Un an après son rachat par le groupe Europlasma, la Fonderie de Bretagne, installée à Caudan dans le Morbihan, se trouve une nouvelle fois dans une situation critique. L'entreprise a été placée en redressement judiciaire, une procédure qui menace directement 245 emplois.

La décision a été officialisée par le tribunal de commerce, qui ouvre une période d'observation pour tenter de trouver une solution de restructuration ou de reprise. La direction de la fonderie, spécialisée dans la production de pièces pour l'industrie ferroviaire et l'énergie, a justifié cette demande par des difficultés financières persistantes, malgré les promesses de relance faites lors de la reprise en 2025.

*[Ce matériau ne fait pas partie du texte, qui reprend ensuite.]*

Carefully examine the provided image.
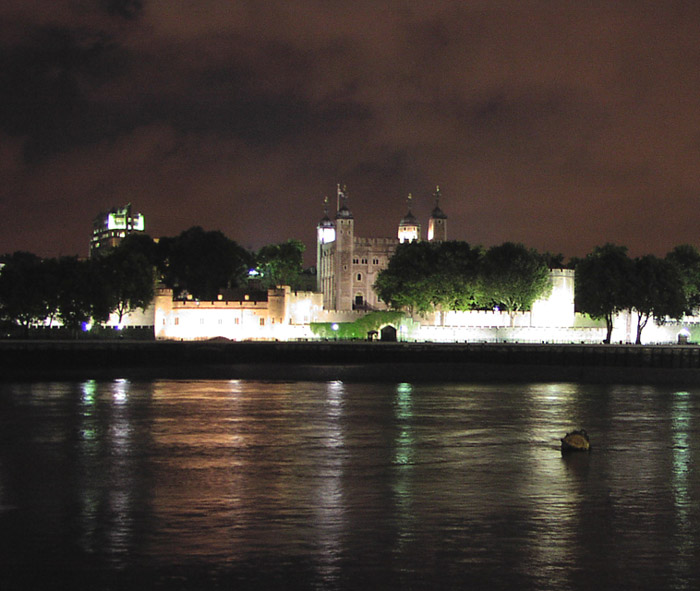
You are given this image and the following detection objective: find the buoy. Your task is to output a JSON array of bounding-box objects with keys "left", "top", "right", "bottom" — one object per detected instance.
[{"left": 561, "top": 429, "right": 591, "bottom": 452}]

Des difficultés structurelles

Le groupe Europlasma, qui avait acquis la fonderie en juin 2025, s'était engagé à injecter des capitaux et à moderniser l'outil de production pour redresser l'entreprise. Cependant, les résultats escomptés ne se sont pas concrétisés. La conjoncture économique, marquée par la hausse des coûts de l'énergie et des matières premières, a fragilisé davantage une société déjà sous perfusion financière.

Les responsables d'Europlasma pointent du doigt un carnet de commandes insuffisant et une concurrence internationale accrue, notamment de la part d'acteurs asiatiques. Les investissements réalisés n'auraient pas permis d'atteindre le seuil de rentabilité nécessaire à la pérennité de l'activité.

L'avenir des salariés en suspens

Pour les 245 employés de la Fonderie de Bretagne, l'annonce du redressement judiciaire est un coup dur. Beaucoup avaient placé leurs espoirs dans la reprise par Europlasma, après plusieurs années d'incertitudes sous le précédent actionnaire, le groupe Renault. Un plan de sauvegarde de l'emploi pourrait être envisagé si aucun repreneur viable ne se manifeste durant la période d'observation.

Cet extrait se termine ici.